@thias-se/freshguard-core
v0.11.0
Published
Open source data freshness monitoring engine
Readme
FreshGuard Core
Security-hardened, open source data pipeline freshness monitoring engine.
What is FreshGuard Core?
Monitor when your data pipelines go stale. Get alerts when:
- Data hasn't updated in X minutes (freshness checks)
- Row counts deviate unexpectedly (volume anomaly detection)
- Database schemas change unexpectedly (schema change monitoring)
Enterprise-grade security built-in. Supports PostgreSQL, DuckDB, BigQuery, and Snowflake. Self-hosted.

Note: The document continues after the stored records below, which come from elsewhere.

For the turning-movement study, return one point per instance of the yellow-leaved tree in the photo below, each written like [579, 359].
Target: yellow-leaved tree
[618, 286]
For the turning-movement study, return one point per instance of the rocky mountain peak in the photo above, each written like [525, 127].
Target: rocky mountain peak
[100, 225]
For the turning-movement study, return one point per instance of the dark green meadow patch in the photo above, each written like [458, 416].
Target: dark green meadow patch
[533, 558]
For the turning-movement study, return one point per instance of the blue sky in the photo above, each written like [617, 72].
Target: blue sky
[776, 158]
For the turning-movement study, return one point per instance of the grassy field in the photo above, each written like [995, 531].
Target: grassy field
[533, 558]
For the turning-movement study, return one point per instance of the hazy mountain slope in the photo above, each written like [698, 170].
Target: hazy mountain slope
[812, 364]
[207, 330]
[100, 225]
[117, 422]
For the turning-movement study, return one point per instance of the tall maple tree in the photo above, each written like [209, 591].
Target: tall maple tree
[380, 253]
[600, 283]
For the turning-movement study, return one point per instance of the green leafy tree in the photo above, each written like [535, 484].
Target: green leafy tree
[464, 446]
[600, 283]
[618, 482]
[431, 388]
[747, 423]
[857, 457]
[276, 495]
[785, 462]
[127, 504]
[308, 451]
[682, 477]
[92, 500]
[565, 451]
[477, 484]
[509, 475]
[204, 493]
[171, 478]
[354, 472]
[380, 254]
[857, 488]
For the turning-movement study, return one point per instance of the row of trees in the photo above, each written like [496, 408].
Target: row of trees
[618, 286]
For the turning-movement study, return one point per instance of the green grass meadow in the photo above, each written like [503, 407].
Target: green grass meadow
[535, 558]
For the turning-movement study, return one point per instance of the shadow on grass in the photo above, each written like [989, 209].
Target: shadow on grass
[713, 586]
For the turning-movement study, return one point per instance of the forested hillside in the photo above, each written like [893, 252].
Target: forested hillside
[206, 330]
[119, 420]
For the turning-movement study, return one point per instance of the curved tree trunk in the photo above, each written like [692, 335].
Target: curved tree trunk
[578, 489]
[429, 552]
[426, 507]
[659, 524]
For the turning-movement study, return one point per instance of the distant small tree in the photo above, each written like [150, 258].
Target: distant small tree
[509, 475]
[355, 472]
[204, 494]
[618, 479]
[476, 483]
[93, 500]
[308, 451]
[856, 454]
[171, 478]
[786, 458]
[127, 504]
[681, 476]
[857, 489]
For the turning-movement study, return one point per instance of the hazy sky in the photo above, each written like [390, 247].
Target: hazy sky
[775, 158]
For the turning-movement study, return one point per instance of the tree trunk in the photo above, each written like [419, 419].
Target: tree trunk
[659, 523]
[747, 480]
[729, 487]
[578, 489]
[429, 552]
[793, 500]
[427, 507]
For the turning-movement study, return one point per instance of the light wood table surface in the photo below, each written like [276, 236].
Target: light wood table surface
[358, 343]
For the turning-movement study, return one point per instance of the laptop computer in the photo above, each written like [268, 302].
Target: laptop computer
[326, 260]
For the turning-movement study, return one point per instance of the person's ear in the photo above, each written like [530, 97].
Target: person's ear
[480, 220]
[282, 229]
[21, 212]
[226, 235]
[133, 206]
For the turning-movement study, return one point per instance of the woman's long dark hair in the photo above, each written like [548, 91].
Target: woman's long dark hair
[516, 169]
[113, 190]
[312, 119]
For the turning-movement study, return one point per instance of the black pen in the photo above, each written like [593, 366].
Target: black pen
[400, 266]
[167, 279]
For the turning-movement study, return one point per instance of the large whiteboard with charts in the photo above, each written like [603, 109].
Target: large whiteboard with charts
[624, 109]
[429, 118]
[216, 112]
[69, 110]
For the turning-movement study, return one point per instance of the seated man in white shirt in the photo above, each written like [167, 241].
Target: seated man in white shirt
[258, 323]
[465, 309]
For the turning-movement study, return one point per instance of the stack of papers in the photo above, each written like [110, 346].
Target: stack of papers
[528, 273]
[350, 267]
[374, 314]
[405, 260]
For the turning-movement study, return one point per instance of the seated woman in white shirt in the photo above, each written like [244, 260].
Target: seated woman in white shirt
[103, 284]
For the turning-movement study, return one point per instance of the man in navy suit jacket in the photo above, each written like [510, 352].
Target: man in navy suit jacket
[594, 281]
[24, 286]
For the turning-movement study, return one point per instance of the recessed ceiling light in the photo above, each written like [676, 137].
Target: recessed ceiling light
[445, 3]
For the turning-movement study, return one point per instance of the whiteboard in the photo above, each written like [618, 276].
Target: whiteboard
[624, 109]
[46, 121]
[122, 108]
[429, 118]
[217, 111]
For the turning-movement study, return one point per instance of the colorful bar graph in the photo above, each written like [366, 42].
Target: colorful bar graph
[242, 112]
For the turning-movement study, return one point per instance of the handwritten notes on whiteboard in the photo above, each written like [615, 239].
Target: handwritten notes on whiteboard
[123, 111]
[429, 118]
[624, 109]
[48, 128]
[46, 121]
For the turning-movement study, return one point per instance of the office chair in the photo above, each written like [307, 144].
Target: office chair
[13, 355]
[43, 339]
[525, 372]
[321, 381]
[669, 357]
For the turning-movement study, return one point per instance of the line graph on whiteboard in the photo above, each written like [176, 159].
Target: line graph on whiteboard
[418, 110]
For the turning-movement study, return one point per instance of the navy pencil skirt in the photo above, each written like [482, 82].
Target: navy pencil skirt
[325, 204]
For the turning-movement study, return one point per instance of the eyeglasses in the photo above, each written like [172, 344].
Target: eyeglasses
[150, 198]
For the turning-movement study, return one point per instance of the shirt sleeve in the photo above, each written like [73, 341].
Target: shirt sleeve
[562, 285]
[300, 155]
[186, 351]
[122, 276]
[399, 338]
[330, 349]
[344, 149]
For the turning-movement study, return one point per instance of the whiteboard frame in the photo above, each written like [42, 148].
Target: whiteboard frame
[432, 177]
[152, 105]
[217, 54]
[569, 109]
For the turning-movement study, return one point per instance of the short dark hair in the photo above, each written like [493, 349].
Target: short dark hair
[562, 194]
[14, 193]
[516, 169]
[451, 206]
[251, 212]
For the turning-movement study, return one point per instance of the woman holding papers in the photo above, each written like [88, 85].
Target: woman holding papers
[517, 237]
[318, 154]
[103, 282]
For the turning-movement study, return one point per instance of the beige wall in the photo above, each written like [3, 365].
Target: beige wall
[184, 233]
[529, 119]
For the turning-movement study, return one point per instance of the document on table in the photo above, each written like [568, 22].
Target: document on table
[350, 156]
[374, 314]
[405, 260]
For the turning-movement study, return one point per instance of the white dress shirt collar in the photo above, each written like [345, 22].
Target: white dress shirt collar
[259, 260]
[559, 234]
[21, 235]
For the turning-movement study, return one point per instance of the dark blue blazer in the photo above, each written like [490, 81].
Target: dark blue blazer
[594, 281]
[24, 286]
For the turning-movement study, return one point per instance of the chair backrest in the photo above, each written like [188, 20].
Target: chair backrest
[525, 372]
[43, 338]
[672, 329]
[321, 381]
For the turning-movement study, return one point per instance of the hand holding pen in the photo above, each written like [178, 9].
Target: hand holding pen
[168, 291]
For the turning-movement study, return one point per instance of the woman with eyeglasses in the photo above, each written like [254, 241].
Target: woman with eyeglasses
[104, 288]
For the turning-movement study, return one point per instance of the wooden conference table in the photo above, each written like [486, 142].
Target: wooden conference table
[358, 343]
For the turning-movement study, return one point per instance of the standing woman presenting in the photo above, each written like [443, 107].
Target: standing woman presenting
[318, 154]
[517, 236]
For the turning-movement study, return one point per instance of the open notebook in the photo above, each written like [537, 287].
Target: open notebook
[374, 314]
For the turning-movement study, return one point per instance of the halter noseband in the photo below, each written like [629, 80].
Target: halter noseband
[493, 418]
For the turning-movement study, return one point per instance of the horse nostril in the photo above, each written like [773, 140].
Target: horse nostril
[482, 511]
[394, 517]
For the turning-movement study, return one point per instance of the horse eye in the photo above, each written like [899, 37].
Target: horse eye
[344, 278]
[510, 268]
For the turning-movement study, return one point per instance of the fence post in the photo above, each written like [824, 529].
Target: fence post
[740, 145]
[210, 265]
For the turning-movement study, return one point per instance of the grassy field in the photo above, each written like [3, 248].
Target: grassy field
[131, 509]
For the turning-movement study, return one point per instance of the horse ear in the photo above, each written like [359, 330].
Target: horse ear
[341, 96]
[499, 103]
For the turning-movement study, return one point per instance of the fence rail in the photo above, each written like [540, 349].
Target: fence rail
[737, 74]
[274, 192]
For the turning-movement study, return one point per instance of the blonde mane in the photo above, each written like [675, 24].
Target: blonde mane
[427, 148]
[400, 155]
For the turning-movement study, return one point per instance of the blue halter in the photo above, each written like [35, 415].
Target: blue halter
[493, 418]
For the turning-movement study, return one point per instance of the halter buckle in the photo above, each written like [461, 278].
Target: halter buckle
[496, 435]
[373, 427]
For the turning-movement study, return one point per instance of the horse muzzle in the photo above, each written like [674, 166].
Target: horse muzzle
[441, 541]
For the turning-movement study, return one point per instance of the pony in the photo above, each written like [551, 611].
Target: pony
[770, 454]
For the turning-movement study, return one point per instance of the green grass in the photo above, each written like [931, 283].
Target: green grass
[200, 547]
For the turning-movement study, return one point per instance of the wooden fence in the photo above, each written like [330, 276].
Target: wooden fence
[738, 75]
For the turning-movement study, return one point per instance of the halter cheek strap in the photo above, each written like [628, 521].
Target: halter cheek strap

Free forever.
🔒 Security Features (Phase 2 Complete)
FreshGuard Core implements enterprise-grade security with advanced threat detection:
🛡️ Query Security & Analysis
- ✅ Advanced SQL Injection Protection - 0-100 risk scoring with pattern analysis
- ✅ Query Complexity Analysis - Automatic blocking of expensive/dangerous queries
- ✅ Real-time Threat Detection - Sophisticated attack pattern recognition
- ✅ Schema-aware Validation - Table metadata integration for enhanced security
🔄 Production Resilience
- ✅ Circuit Breaker Protection - Automatic failure detection and recovery
- ✅ Exponential Backoff Retry - Intelligent retry logic with jitter
- ✅ Connection Pooling - Resource management and leak prevention
- ✅ Timeout Protection - DoS attack mitigation with AbortController
📊 Complete Observability
- ✅ Structured Logging - Pino-based JSON logging with sensitive data sanitization
- ✅ Performance Metrics - Query performance tracking with percentiles
- ✅ Security Audit Trail - Comprehensive logging of security events
- ✅ Prometheus Integration - Export metrics for monitoring systems
🔐 Infrastructure Security
- ✅ SSL/TLS Enforcement - Encrypted connections required by default
- ✅ Credential Security - Environment-based secrets, never hardcoded
- ✅ Error Sanitization - No sensitive information leaked in logs
- ✅ Package Signing - Cosign-signed releases with SBOM transparency
📋 Complete Security Guide → | 🚀 Integration Guide →
Quick Start
1. Install
pnpm install @thias-se/freshguard-core2. Check Freshness (Secure)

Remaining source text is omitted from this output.